You know, I was teased a lot as a kid on account of being spacey and disorganized. I was so firmly in my own world, I would actually walk into signs.
English teachers loved me for things like my rhyming ability (I always wrote our class' official valentine's day poems and team cheers) and bizarre, expansive essays, but social studies teachers hated that I always handed in dogeared, illegible projects with crookedly-pasted maps.
Every morning, in grade shcool, my mother would iron my uniform and brush my hair. Every night I would come home with a half-ponytail (the other half in static-y tendrils around my head) and stains on my rumpled clothes.

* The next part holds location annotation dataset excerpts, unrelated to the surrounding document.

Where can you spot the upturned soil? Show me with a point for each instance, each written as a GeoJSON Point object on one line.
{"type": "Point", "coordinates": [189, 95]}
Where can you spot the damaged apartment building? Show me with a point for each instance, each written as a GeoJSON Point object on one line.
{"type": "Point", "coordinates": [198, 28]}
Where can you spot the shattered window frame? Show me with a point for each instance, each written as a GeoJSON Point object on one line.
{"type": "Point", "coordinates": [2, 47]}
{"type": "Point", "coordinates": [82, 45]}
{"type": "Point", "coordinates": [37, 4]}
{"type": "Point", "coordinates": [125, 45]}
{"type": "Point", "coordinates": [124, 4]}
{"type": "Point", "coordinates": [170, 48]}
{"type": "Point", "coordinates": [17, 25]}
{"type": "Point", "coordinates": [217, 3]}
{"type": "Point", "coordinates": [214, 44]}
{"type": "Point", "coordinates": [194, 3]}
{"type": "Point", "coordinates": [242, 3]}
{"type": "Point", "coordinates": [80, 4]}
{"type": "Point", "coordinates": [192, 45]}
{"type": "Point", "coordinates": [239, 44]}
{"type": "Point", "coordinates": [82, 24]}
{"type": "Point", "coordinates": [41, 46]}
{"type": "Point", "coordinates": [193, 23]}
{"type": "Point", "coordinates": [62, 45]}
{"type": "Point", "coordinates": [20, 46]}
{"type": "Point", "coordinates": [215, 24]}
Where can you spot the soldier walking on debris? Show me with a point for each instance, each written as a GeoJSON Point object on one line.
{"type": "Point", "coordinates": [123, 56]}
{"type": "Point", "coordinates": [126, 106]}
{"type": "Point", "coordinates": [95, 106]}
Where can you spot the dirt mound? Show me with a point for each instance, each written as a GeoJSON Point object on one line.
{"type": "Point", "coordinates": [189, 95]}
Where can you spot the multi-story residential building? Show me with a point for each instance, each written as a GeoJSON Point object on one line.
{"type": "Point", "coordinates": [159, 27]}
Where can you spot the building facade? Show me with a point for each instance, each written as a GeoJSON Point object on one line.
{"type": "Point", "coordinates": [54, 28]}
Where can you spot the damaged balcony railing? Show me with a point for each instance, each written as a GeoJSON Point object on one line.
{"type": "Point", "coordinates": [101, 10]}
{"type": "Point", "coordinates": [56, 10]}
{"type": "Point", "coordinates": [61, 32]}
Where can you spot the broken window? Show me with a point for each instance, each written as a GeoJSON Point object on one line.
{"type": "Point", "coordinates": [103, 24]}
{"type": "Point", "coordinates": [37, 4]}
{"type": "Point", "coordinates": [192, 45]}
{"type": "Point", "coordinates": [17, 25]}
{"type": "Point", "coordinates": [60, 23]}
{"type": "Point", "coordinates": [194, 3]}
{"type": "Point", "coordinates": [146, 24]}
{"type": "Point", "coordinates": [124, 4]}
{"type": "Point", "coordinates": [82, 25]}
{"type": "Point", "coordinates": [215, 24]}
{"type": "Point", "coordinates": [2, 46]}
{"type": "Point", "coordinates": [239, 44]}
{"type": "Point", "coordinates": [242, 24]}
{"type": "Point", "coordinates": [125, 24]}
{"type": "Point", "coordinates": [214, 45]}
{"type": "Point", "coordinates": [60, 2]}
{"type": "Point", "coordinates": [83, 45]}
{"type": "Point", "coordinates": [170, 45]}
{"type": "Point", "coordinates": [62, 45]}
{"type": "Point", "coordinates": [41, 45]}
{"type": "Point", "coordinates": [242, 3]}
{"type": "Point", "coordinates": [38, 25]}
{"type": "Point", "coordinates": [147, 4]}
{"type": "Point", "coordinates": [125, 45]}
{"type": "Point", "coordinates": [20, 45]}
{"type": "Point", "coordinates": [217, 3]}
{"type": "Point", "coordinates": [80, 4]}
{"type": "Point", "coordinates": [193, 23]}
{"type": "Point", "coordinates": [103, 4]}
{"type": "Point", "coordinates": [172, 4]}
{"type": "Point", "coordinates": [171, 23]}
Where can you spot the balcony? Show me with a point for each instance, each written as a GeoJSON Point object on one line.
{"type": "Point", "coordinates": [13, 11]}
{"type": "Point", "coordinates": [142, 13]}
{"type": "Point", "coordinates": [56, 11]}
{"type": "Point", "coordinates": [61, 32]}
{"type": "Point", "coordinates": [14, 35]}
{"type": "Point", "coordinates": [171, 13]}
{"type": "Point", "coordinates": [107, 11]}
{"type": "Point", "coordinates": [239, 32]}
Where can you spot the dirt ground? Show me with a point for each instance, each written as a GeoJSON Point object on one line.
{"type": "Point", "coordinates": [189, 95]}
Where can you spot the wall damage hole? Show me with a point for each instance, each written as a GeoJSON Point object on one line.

For some reason, I would take home all the contents of my locker every night in plastic bags, deposit them at the foot of the stairs, and not touch the contents until the next morning.
I simultaneously needed to provoke people with bizarre actions /utterances and drift off into dreaminess. It was was impossible to repress.
I wish I could have been less stressed about it and honed my natural inclination to become a punk-rock anti-establishment, scruffy teen. Man, I so wish that had been the story. But I poured over Seventeen magazine. I bought lipstick shades with names like "perfect pink". I tried so hard to be a girl.
There are so many things that I would like to tell my kid and teen self, among them:
Just because you think you have figured out the social code in one enviroment, does not mean it applies in other circles. Sarcasm and cynicism are not sophistication. The sooner you figure it out the better. Be a geek. It always pays off to get really good at something. Exercise is way better than eating when looking to sublimate until boys are mature enough to get it on with. Those music lessons could be all about becoming a rock star. Don't try to diet. The nice people really do win where and when it matters. You will eventually get caught forging notes explaining your absences. I just thought I'd warn you about that one.